Bild: Die Ohnmacht eines Derwisches besiegelt das Schicksal eines Jungen
Das Kind, ein etwa zehnjähriger Junge, legt sein Ohr auf die Brust der
schlafenden Mutter und lauscht ihrem leise pochenden Herzschlag. Was man
hört, könnte auch sein eigener Herzton sein oder das Echo der Menschen, die
im Kino zuschauen.
Muzala (Mustafa Shehata), der Junge im Mittelpunkt von Amjad Abu Alalas
Film „Mit 20 wirst du sterben“, lebt in einer engen, auf wesentliche
Zeichen konzentrierten Welt: Da ist das Bett, das er als Kind mit seiner
Mutter Sakina (Islam Mubarak) teilt, weil der Vater die Familie verlassen
hat, da ist die Mauer um das Ziegelhaus, hinter der das Nil-Ufer
unerreichbar scheint, solange die Mutter ihn zu Hause festhält.
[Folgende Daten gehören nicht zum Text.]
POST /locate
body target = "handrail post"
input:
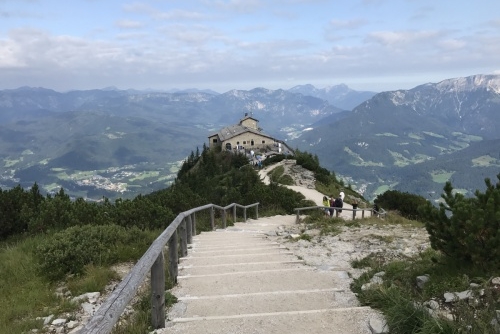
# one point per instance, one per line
(183, 237)
(212, 220)
(223, 218)
(173, 259)
(193, 222)
(158, 293)
(189, 230)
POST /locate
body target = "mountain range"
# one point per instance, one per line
(415, 140)
(109, 142)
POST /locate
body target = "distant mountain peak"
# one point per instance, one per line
(470, 83)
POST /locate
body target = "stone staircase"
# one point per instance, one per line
(237, 280)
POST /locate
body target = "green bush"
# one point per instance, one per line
(69, 251)
(467, 229)
(407, 204)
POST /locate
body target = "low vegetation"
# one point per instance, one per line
(49, 241)
(464, 235)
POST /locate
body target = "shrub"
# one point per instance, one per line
(467, 228)
(407, 204)
(69, 251)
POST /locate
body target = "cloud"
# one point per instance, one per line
(178, 14)
(129, 24)
(347, 24)
(398, 39)
(239, 6)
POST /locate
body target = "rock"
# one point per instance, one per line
(378, 326)
(72, 324)
(59, 322)
(88, 308)
(76, 330)
(46, 320)
(421, 280)
(90, 296)
(456, 296)
(432, 304)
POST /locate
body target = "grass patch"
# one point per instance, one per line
(403, 303)
(485, 161)
(441, 176)
(278, 175)
(95, 278)
(25, 293)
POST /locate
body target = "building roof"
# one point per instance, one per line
(229, 132)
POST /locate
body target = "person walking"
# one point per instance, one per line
(326, 202)
(332, 205)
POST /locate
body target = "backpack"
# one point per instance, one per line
(339, 203)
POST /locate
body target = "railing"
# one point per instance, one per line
(380, 213)
(179, 232)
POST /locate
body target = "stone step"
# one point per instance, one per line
(282, 255)
(185, 270)
(263, 302)
(247, 249)
(260, 281)
(352, 320)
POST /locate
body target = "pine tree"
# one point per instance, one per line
(467, 229)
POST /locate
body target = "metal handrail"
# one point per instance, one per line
(180, 231)
(354, 211)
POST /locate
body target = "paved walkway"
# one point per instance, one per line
(310, 194)
(239, 281)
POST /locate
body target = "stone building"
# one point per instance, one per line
(246, 135)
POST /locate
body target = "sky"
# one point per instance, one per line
(373, 45)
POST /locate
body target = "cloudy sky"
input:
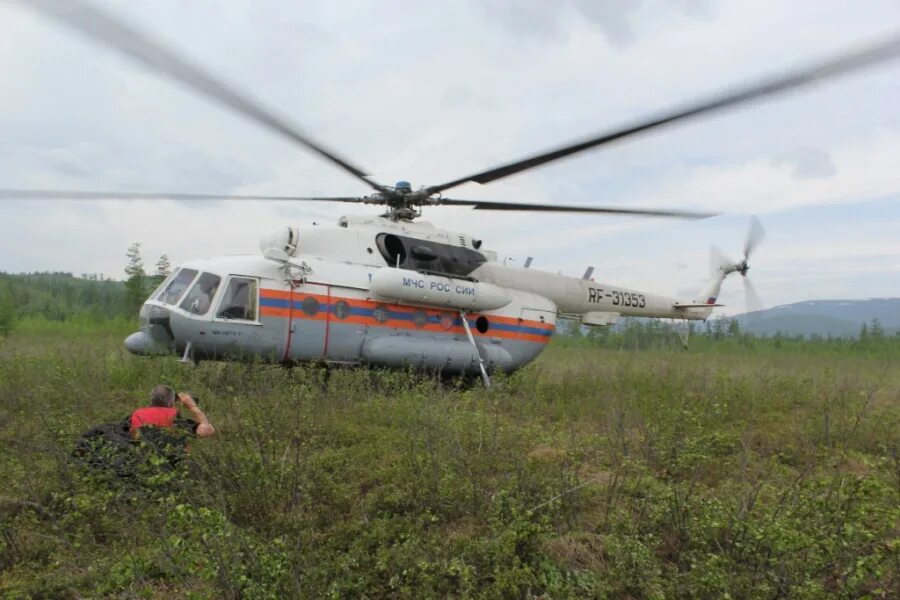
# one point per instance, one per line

Da ist der lange dunkle Flur, in dem Muzala im gleißenden Gegenlicht wie
eine Chimäre wirkt, und da sind die düsteren Kammerwände, wo die Mutter mit
Strichen festhält, wie viel Zeit dem Sohn noch bleibt.
Muzala ist ein „lebender Toter“ – so sagt es einer, der auf sein Schicksal
Einfluss nehmen wird, ein Außenseiter, der über viel subversive Distanz zu
der traditionellen Dorfgemeinschaft verfügt und das Schicksal des
Heranwachsenden nicht als gottgegeben hinnimmt. Als Neugeborenes sollte
Muzala den Segen der Sufi-Geistlichen empfangen, zu deren Versammlung die
Eltern in die sudanesische Wüste pilgern.
Einer der Derwische aus der Begleitung des Scheichs beginnt in Trance zu
zählen und fällt bei der Zahl zwanzig in Ohnmacht. Die Gläubigen verstummen
entsetzt, ein archaischer Bannspruch ist damit gesprochen und der Scheich
bekräftigt das Verdikt: Das Kind wird sein Leben lang auf der Suche nach
Gott sein und mit zwanzig Jahren sterben.
## Ist Rebellion möglich?
Wie lebt es sich mit diesem Todesurteil? Ist Rebellion gegen den Fluch
möglich? Gibt es Erlösung, indem die Derwische „sich entschuldigen“, wie
die Mutter es erträumt? Einmal, gegen Ende, bewegt sich eine lautlose
Bootsprozession grün und rot gewandeter Derwische auf dem Nil majestätisch
an Muzala vorüber, hochmütige Blicke treffen den Eingeschüchterten, doch
von einer Botschaft, die den Fluch zurücknimmt, kann keine Rede sein.
Amjad Abu Alala kritisiert mit keinem Wort den mystischen Glauben seines
Herkunftslandes Sudan. Sein Film setzt allein Akzente auf die innere
Entwicklung seines Protagonisten, auf das Hoch und Tief einer subjektiven
Coming-of-Age-Geschichte, die zugleich ein Schritt zu lebensrettender
Emanzipation bedeuten könnte.
Hier mag ein Schlüssel liegen, der Alalas Drehbuch nach einer
Kurzgeschichte des sudanesisch-ägyptischen Schriftstellers Hammour Ziada in
einer schwindelerregenden Prozedur von Drehbuch-Labs, Projektpräsentationen
und Koproduktionsmärkten als afrikanisch-arabisch-europäisches
Gesamtprojekt verwirklichen half.
Ähnlich einer Bewährungsprobe im Märchen kreist „Mit 20 wirst du sterben“
um die Frage, ob sich das Opfer des skurrilen Schicksalsschlags vollkommen
demütig in den Lauf der Dinge ergibt und sich spirituell auf den
vorhergesagten Tod vorbereitet oder aber ein „Leben vor dem Tod“ beginnt,
„Sünde“ genannte Erfahrungen inbegriffen.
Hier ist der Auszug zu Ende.